Use the Serverless Kyuubi node in DataWorks to write and schedule SQL tasks that run on EMR Serverless Spark computing resources.
Prerequisites
Before you begin, ensure that you have:
Only EMR Serverless Spark computing resources can be attached to your workspace. Ensure that network connectivity is available between the resource group and the computing resource.
A Serverless resource group (required to run this node type)
(Optional) If you are a Resource Access Management (RAM) user, confirm that you have been added to the workspace and assigned the Developer or Workspace Administrator role. The Workspace Administrator role carries extensive permissions — grant it with caution. For instructions, see Add members to a workspace.

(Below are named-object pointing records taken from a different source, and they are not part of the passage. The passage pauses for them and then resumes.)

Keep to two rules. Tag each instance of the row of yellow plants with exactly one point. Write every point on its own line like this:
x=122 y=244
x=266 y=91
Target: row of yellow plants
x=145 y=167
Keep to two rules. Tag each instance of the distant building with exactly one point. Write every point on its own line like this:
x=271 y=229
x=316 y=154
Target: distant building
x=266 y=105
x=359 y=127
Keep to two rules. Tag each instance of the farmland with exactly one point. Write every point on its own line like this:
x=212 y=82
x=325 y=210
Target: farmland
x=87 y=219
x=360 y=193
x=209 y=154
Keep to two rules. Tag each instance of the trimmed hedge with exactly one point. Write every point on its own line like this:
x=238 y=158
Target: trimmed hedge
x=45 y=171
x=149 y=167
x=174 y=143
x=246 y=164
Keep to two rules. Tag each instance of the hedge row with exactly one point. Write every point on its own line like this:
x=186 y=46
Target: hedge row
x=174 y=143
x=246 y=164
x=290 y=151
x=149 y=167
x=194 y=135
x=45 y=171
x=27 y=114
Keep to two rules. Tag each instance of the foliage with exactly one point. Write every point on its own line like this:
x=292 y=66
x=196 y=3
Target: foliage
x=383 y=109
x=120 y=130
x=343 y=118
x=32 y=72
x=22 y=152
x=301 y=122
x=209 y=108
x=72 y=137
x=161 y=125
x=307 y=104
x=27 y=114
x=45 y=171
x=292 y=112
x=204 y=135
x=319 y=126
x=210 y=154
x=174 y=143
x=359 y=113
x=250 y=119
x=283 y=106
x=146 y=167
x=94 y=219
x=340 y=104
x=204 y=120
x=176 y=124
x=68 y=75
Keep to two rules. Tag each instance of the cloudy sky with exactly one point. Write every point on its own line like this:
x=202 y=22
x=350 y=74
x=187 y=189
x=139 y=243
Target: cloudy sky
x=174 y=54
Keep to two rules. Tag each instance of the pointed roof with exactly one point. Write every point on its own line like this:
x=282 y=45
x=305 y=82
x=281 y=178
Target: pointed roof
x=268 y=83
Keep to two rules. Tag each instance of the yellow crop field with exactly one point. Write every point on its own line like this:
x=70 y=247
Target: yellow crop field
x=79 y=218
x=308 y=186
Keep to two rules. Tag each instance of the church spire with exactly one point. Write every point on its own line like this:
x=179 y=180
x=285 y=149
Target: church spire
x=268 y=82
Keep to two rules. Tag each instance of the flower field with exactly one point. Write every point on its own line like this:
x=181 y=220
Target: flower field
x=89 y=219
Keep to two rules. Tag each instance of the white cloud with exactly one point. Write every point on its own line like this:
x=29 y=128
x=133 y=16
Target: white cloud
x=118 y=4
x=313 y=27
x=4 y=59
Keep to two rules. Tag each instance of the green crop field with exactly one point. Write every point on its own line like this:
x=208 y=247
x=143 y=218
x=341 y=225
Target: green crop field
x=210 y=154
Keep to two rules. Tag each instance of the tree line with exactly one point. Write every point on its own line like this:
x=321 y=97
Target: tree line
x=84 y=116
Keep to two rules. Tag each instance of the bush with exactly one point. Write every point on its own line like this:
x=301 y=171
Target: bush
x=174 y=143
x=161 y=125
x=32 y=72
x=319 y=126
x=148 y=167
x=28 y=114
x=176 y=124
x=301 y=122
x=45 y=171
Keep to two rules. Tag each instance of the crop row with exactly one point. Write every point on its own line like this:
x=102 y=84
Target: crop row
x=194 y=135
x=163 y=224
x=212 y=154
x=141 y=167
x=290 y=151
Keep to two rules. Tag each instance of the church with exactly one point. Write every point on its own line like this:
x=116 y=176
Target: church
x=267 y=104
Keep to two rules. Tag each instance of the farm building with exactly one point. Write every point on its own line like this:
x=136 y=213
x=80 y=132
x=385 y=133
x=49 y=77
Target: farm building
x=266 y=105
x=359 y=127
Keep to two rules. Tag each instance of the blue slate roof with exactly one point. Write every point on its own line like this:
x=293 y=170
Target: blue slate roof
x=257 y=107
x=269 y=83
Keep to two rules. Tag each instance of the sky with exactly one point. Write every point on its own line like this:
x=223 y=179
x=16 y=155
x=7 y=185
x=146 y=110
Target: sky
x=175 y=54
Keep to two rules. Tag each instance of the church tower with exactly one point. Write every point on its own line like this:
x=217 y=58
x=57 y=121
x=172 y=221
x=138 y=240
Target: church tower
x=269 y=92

If you use an Alibaba Cloud account, the RAM user step does not apply.
Create a node
For instructions, see Create a node.
Developer Node
Write the task SQL in the editor. To pass dynamic values at runtime, define variables using the ${variable_name} format, then assign values in the Scheduling Parameters section of the Scheduling Configuration panel. For more information, see Sources and expressions of scheduling parameters.
SHOW TABLES;
SELECT * FROM kyuubi040702 WHERE age >= '${a}'; -- Use scheduling parameters to substitute this value at runtime.The maximum size of a single SQL statement is 130 KB.
Debug the node
In the Debug Configuration section, configure the following parameters.
Parameter Description Computing resource Select an attached EMR Serverless Spark computing resource. If no resources appear, select Create Computing Resource from the drop-down list to attach one. Resource group Select a resource group attached to the workspace. Script parameters Assign values to the variables defined in your SQL. Configure the Parameter Name and Parameter Value for each variable — the task substitutes the actual value at runtime. For more information, see Sources and expressions of scheduling parameters. ServerlessSpark Node Parameters Native Spark properties. Use the format spark.eventLog.enabled : false. For available properties, see Open source Spark properties and List of custom Spark Conf parameters. DataWorks also supports workspace-level global Spark parameters — you can control whether they take precedence over node-level parameters. See Set global Spark parameters.In the toolbar, click Run to execute the task.
Before publishing, sync the ServerlessSpark Node Parameters in Debug Configuration with those in Scheduling Configuration.
What's next
Schedule the node: Configure the Scheduling Policy and related properties in the Scheduling pane to run the node on a recurring schedule.
Publish the node: Click the
icon to publish. Periodic scheduling only takes effect after the node is published to the production environment.Node O&M: After publishing, monitor auto-triggered task runs in Operation Center. See Get started with Operation Center.